The truth about the 2016 election: Clinton’s margin of national votes over Trump was a bit more than 2.8 million, less than her margin over him in two metropolitan areas. She got over 3 million more votes in Los Angeles county and New York metro counties. Nationwide, he won 2,626 counties and she won 487 counties. His electoral vote total was 304 to her 227. Had there been no electoral college, she would have been president of Los Angeles and New York. Look at a map of the 2016 election BY COUNTY. It will then be clear who reflects the will of the country as a whole. Federalist #68 actually defines the goal of the electoral college as a president who is represented by the widest constituency. Electing a president with so narrow support as Clinton would have been the greater danger to the republic.
David Hogg is certainly no Constitutional scholar, nor any kind of scholar, but he can sling logical fallacies with the best of them. He joined MSNBC host Chris Hayes, who asked Hogg what he thought about the “very violent culture in America.” Hayes, no friend to either logic or open ended questions, sets up the straw man of excessive violence for Hogg to knock over by asking a Henny Youngman type “loaded question“. Henny Youngman was a popular comedian who specialized in one liners–“Have you stopped beating your wife?”
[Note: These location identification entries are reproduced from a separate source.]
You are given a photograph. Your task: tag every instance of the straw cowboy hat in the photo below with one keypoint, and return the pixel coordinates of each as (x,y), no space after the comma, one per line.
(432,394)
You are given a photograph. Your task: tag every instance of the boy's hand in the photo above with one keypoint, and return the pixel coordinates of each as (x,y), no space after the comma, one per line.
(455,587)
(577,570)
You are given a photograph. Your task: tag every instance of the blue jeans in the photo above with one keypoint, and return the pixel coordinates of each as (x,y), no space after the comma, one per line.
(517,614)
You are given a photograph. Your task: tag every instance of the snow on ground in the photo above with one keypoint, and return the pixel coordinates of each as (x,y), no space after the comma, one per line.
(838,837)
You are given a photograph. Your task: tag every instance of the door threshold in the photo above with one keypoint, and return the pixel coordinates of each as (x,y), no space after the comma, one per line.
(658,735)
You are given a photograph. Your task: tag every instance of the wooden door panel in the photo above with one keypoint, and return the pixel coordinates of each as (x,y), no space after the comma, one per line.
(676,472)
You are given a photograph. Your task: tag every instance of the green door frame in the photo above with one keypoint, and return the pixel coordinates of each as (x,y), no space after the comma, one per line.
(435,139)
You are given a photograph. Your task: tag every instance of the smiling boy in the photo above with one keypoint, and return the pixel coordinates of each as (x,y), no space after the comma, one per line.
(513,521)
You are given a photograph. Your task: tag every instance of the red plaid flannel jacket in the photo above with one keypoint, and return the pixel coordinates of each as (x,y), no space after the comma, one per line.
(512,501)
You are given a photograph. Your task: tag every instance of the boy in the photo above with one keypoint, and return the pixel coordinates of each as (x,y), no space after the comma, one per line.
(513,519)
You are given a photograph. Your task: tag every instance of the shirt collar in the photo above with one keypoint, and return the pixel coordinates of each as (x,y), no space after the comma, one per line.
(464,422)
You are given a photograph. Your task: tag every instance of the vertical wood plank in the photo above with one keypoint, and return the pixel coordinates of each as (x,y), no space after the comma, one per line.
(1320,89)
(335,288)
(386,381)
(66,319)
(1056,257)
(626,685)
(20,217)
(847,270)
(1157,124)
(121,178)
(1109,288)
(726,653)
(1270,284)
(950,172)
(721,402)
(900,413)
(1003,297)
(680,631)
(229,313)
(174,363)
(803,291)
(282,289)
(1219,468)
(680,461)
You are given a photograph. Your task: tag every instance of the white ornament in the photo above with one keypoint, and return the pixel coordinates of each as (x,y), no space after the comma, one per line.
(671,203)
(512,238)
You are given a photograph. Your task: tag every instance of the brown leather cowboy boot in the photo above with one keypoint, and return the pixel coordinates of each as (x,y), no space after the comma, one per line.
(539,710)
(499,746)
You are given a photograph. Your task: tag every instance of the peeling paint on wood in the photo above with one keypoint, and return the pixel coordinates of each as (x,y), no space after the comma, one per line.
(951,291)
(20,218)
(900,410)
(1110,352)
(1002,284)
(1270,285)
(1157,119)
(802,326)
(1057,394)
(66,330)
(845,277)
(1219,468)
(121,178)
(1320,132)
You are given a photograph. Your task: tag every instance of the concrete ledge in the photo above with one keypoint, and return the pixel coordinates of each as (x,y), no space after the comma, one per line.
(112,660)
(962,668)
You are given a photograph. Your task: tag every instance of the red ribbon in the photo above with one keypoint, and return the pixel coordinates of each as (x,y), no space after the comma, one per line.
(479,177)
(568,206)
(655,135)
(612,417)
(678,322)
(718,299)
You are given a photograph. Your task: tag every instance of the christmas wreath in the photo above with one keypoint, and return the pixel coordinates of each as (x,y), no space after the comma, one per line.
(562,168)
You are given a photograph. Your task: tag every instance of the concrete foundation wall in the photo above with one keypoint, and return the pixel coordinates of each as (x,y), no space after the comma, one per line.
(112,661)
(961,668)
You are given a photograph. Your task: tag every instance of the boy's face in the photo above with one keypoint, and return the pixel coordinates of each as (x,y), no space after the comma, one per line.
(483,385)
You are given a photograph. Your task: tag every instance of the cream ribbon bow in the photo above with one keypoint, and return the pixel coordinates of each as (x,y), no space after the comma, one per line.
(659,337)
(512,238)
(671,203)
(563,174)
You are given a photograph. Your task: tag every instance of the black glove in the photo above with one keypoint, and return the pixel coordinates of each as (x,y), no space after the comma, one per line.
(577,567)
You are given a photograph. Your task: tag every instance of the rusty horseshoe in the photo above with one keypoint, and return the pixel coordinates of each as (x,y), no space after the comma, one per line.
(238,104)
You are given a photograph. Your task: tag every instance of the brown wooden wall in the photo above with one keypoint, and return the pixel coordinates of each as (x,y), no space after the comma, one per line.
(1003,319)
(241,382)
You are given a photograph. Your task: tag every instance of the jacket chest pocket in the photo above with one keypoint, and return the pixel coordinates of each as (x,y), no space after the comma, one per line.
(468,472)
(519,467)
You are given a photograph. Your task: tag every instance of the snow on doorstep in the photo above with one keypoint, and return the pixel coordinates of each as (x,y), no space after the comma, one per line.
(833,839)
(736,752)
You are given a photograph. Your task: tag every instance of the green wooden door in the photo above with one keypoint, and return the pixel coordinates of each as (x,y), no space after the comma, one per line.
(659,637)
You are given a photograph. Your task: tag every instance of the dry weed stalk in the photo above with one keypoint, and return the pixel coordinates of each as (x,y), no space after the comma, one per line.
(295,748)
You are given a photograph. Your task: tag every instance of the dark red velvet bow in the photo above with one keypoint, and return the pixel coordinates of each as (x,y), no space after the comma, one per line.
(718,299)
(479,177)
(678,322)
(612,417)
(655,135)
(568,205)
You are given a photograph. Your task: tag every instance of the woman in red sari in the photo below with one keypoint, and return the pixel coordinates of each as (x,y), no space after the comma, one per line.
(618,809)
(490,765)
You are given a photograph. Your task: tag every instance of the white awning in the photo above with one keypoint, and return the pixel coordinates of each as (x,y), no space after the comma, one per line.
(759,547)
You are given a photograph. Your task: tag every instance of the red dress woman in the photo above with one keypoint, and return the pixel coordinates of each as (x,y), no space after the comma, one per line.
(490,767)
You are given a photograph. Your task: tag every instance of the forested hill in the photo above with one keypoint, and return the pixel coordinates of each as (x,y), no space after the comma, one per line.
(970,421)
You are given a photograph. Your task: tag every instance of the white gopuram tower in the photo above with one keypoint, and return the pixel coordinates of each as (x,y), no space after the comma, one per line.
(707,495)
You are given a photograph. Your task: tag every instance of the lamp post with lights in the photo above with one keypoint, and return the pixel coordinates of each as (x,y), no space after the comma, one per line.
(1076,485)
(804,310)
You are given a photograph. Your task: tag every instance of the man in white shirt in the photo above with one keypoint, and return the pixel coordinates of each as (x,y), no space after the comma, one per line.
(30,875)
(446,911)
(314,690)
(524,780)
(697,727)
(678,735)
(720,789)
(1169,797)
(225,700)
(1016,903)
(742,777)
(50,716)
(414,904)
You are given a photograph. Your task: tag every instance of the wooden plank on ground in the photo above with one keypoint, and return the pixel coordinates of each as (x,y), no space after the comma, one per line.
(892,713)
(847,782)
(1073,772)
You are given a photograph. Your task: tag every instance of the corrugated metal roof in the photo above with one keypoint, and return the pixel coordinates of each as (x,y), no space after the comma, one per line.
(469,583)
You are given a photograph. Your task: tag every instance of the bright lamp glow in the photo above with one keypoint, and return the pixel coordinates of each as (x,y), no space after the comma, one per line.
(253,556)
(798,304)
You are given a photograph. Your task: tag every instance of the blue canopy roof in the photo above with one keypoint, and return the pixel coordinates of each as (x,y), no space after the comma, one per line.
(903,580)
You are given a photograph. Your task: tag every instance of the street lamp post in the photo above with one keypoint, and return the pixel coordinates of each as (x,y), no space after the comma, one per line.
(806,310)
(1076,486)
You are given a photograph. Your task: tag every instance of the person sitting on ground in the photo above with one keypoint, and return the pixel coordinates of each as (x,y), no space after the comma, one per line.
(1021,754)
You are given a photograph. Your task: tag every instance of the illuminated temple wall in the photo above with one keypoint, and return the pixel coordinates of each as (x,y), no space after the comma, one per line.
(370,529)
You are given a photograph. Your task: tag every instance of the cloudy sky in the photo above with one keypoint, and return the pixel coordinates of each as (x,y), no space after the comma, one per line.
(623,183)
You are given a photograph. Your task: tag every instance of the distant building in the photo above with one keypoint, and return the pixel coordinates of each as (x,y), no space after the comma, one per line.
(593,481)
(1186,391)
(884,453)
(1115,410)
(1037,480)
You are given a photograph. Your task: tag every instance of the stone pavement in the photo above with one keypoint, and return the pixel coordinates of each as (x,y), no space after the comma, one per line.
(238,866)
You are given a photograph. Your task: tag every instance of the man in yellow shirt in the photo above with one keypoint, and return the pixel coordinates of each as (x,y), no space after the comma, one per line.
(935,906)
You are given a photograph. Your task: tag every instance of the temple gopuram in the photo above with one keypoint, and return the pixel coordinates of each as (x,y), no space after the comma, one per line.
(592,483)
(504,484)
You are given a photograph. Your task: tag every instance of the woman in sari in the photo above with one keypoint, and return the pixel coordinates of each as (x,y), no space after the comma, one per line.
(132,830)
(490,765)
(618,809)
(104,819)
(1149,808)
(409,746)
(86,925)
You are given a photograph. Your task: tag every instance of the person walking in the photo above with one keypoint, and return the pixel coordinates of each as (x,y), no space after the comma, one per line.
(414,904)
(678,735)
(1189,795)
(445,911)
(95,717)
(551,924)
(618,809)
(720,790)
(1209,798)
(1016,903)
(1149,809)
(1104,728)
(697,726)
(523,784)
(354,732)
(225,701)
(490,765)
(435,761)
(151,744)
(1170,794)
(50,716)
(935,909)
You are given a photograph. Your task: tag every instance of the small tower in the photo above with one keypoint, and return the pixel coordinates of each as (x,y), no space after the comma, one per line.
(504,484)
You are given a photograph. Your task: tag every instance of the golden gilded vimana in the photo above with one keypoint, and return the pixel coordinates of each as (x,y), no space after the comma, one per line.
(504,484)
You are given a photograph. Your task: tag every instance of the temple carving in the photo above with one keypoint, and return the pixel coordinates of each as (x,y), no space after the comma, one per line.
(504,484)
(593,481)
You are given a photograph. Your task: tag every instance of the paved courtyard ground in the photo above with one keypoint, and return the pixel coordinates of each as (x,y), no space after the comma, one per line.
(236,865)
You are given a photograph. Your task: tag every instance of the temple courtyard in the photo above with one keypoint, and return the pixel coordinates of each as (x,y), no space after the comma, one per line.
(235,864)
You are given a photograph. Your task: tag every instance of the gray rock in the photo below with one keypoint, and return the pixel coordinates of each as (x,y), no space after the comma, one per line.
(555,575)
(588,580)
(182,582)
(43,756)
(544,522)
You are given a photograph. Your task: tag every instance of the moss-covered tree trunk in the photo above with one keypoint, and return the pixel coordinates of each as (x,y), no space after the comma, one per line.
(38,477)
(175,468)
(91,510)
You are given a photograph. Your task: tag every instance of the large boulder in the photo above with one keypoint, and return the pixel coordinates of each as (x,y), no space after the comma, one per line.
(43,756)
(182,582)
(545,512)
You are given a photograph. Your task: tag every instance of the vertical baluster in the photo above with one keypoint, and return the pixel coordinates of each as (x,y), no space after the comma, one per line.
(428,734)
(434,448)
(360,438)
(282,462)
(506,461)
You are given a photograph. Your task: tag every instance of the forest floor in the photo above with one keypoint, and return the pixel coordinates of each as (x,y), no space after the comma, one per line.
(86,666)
Hogg responded, “I think it comes down to reckoning with our history, and our history of white supremacy in the United States, and the fact that we live in a post-genocidal society, oftentimes that was orchestrated by the United States government and that, if we want to talk about mass shootings, we have to recognize the massive number of indigenous mass shootings that were committed by the United States government. White people feel that it is more American to pick up a gun because you are afraid of what you don’t know than it is to actually explore what you don’t know and have the courage to actually address that,” Hogg said, adding, “because I would personally argue that peace is patriotic.” Hogg has no problem justifying the loaded “white Americans create a very violent culture” narrative.
A loaded question contains a controversial or unjustified assumption. Aside from being a logical fallacy depending on usage, such questions may be used as a rhetorical tool: the question attempts to limit direct replies to be those that serve the questioner’s agenda. “What do you think about the very violent culture in America?” Not, “what do you think about culture in America?” The loaded question assumes we are violent, giving Hogg the forum to flog his favorite narratives. I would have responded, “violent compared to what–any Islamic country, India, Myanmar, China, any country in South and Central America?” Put aside that the assumption is based on false information and media attention (compared to any non-European country). Scratch that, when getting Trump is the goal, why quibble?